According to Lloyd-Jones, the amount of sleep and quality of sleep are important, and both can have significant impacts on cardiovascular health, as well as overall health. In addition to increasing risk for cardiovascular conditions like heart attack and stroke, lack of sleep may also put people at risk of things like depression, cognitive decline and obesity.
Research in the “Journal of the American Heart Association” shows maintaining a consistent sleep pattern may play an important role in preventing cardiovascular disease. Researchers found falling asleep at different times or sleeping an inconsistent number of hours each night, even variations of more than two hours a night within the same week, were tied to developing hardened arteries, known as atherosclerosis.
“We know people who get adequate sleep manage other health factors better as well, such as weight, blood sugar and blood pressure,” Lloyd-Jones said. “The American Heart Association recently added sleep to the list of factors that support optimal cardiovascular health.
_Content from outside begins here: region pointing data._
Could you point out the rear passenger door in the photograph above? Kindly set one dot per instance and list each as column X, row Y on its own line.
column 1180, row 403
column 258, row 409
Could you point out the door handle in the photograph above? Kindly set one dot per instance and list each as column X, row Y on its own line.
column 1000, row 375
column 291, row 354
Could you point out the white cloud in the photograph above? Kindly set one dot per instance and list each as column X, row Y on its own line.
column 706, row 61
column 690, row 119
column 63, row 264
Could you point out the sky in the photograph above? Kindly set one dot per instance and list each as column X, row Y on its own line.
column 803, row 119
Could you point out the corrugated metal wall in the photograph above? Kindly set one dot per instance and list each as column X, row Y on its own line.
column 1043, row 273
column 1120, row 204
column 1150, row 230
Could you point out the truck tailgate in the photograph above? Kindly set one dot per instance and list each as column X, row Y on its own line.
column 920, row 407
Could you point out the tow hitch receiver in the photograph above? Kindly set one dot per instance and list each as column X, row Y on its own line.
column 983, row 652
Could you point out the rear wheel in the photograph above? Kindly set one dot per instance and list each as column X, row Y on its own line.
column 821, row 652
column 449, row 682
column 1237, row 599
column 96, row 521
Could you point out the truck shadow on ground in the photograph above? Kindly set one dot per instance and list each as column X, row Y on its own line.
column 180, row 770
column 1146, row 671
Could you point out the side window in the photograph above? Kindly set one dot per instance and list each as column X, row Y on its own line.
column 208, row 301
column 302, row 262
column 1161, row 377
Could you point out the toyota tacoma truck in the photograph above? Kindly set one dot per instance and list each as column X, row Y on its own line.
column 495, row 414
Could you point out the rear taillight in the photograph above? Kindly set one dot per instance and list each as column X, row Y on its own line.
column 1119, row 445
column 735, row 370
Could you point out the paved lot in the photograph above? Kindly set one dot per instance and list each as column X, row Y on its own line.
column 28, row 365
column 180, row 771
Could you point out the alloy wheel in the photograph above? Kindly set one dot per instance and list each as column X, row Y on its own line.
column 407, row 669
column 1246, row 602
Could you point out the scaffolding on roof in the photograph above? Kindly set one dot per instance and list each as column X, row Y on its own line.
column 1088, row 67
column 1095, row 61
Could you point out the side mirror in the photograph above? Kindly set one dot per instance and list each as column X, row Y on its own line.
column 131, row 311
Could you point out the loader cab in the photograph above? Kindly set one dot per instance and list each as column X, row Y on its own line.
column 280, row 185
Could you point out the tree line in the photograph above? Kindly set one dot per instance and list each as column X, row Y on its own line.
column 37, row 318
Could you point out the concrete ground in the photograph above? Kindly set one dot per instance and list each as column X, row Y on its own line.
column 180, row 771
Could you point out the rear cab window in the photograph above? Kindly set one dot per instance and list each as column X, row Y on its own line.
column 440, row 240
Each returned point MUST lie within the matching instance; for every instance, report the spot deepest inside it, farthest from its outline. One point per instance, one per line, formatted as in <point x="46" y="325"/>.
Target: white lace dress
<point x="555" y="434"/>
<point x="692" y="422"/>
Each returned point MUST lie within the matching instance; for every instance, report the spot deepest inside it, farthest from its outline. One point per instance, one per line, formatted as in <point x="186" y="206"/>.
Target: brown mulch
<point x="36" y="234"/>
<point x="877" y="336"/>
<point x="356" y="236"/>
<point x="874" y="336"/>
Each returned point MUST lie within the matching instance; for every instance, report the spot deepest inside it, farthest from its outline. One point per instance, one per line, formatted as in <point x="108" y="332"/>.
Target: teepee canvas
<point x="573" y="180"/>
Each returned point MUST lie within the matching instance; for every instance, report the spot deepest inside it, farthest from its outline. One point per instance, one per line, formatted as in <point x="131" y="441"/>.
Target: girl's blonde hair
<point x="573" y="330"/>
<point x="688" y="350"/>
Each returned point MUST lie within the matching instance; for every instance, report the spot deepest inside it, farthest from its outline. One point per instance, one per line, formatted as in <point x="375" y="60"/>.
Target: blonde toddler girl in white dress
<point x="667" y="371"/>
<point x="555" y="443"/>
We call these Life’s Essential 8 and they include eating a healthy diet, not smoking or vaping, being physically active and getting adequate sleep, along with controlling your blood pressure and maintaining healthy levels of cholesterol and lipids, healthy blood sugar levels and a healthy weight.”
Consider these small changes in daily habits that can make a big difference in sleep quality:
- Make healthy living a habit: Eat a balanced diet, get regular physical activity and manage stress to support a healthier night’s sleep.
- Set the alarm for morning and night: Stick to specific times to go to bed and wake up each day and commit to a consistent sleep schedule as much as possible. Along with a wake-up alarm, try a bedtime alarm to indicate it’s time to start winding down.
- Establish bedtime habits: Once your bedtime alarm goes off, move into a familiar ritual, like brushing your teeth, washing your face or taking a warm bath.
- Relax and unwind: Take a few minutes to destress. Consider reading, journaling, meditating or listening to music to ease into a good night’s rest.
- Take a technology break: A bedroom free of light and technology equates to better sleep, so keep your phone and other devices away from the bed. Try logging off your electronic devices at least an hour before bedtime.